Are there some ADHD spouses that are just a little forgetful and can’t really make plans and oops they forgot they needed groceries and bought an outfit instead cute and charming, oh sure.  Those are not the folks that also suffer from anxiety and depression though - and those two conditions are punishing - to everyone around them.

If you don’t have children, and if he does not get treatment that works, I hope you will consider exiting the marriage and going and finding happiness on your own.

Posted by YellaRyan on Jan 11, 2014 at 11:35pm

Thanks Yella and Dianne!  My husband and I have agreed on couples counseling and living apart for the time being.  I am thinking of printing these responses and taking them to the therapy session.  It’s good to know I’m not the only one going through this smile

Posted by Marisol on Jan 12, 2014 at 6:43am

Hi, Marisol,  You might also talk to your husband about getting some individual therapy for the parts of this that are tied up in his history. 

My hope is that with the right kind of help, you and your husband can put things together or split on a reasonably good basis.  He has some major control issues that need some help.  You are already dealing with more than enough and the stress is not helping either of you.

Posted by Dianne in the Desert on Jan 12, 2014 at 7:09am

You are absolutely right when you say “with the right kind of help”.  I am currently searching for it.  I heard University programs are not the way to go so I don’t think my husband and I are going to pursue couples therapy with the program he’s with.  He is currently getting individual counseling with them.  Where would I go to search for counselors familiar with adult ADHD?  I live in the so cal area and am having a tough time finding one.  The CHADD website lists few and my resources are limited.  Any suggestions?

Posted by Marisol on Jan 13, 2014 at 10:59pm

Actually, you may qualify for “low cost” help from the local or community mental health centers.  Contact them to see what their requirements are.

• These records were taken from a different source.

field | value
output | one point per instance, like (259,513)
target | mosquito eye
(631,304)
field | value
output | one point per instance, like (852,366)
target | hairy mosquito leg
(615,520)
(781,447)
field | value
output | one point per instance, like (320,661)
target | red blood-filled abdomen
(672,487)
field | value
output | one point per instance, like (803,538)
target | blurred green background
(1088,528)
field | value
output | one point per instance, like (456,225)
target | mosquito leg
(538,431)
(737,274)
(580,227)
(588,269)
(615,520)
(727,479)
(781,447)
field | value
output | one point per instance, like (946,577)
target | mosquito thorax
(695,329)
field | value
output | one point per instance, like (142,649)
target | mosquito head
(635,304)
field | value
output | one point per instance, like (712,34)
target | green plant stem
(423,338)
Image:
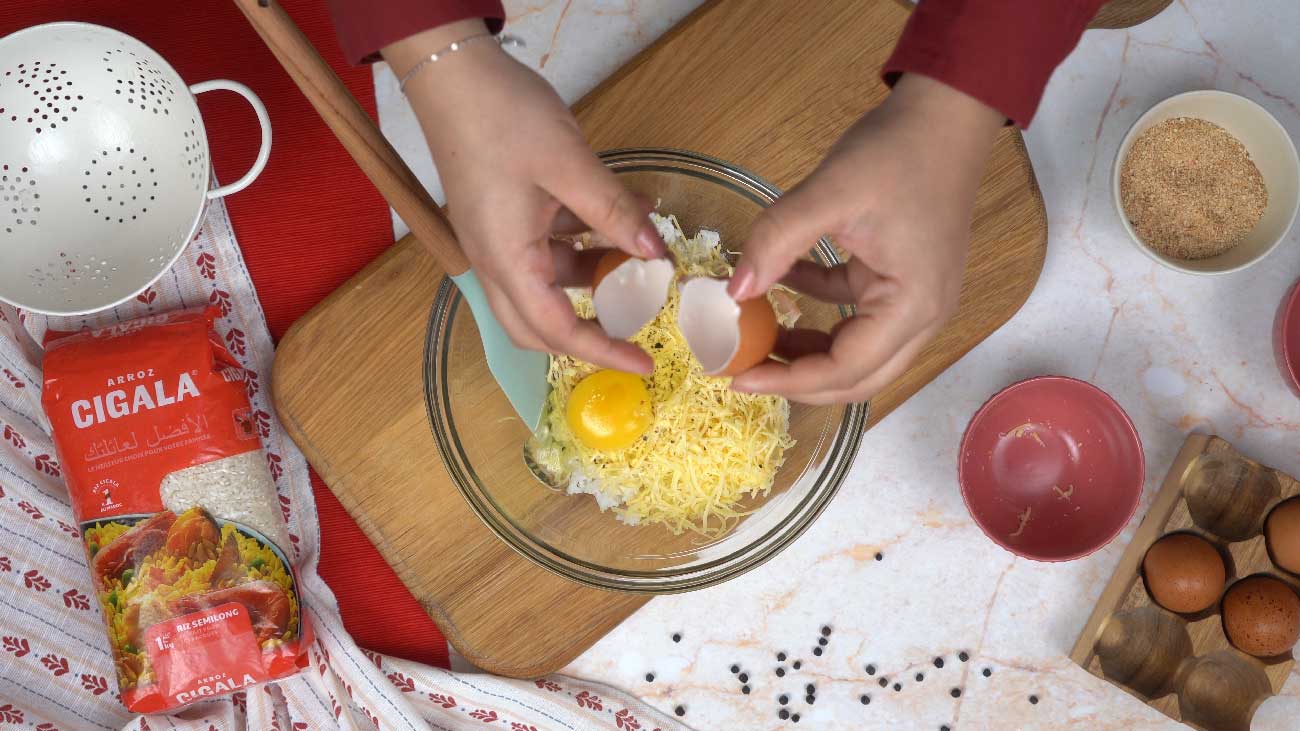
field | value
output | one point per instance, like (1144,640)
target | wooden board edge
(1040,256)
(1127,570)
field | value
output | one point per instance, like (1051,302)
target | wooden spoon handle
(358,133)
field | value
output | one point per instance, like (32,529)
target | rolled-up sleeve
(1001,52)
(365,26)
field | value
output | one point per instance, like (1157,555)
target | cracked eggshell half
(628,293)
(726,336)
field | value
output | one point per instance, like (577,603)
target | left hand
(896,193)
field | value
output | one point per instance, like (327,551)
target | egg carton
(1183,665)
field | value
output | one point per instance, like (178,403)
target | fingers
(547,315)
(780,236)
(861,347)
(594,195)
(573,268)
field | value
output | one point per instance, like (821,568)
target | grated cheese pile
(709,446)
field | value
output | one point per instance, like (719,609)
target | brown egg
(727,337)
(1184,572)
(1261,617)
(1283,532)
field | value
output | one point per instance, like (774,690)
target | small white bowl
(1272,151)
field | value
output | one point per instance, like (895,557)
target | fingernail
(649,243)
(741,284)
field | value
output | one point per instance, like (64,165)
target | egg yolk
(609,410)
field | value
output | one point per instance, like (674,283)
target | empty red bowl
(1052,468)
(1286,338)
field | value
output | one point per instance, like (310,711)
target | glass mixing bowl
(481,438)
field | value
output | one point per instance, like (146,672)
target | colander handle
(263,119)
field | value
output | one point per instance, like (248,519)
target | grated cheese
(709,446)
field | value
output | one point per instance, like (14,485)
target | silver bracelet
(503,39)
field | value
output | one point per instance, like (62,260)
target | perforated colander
(104,167)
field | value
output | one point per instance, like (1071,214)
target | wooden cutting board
(768,86)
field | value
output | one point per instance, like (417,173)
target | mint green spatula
(520,373)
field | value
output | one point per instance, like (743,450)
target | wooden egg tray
(1183,665)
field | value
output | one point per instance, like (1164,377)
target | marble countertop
(1179,354)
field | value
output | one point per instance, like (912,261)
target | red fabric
(1001,52)
(308,223)
(365,26)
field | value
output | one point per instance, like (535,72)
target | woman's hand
(896,193)
(516,169)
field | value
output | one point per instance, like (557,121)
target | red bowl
(1052,468)
(1286,338)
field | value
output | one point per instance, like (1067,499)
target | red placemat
(307,225)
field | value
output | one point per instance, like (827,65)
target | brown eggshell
(757,325)
(607,263)
(1261,617)
(1184,574)
(1283,535)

“University based” often means that you are working with student counselors.  If the student is at “Masters” level or above, that would be okay.  If not, then I would look elsewhere.

If you are both interested in keeping the marriage together, then look for an experienced counselor.  I do not know which county you are living in or I could do some searching for you.  I am in San Bernardino County.  I used to live in Orange County.

You can message me through this site if you feel that I can be of help in your search.

Posted by Dianne in the Desert on Jan 14, 2014 at 5:01am

Aw, Marisol.  You don’t deserve the verbal abuse, or any of this.  It sounds like, even you have a serious disease and need love and care, he makes sure to keep everyones’ attention on him—am I right?  How much do you still love him?  It sounds like a terrible situation.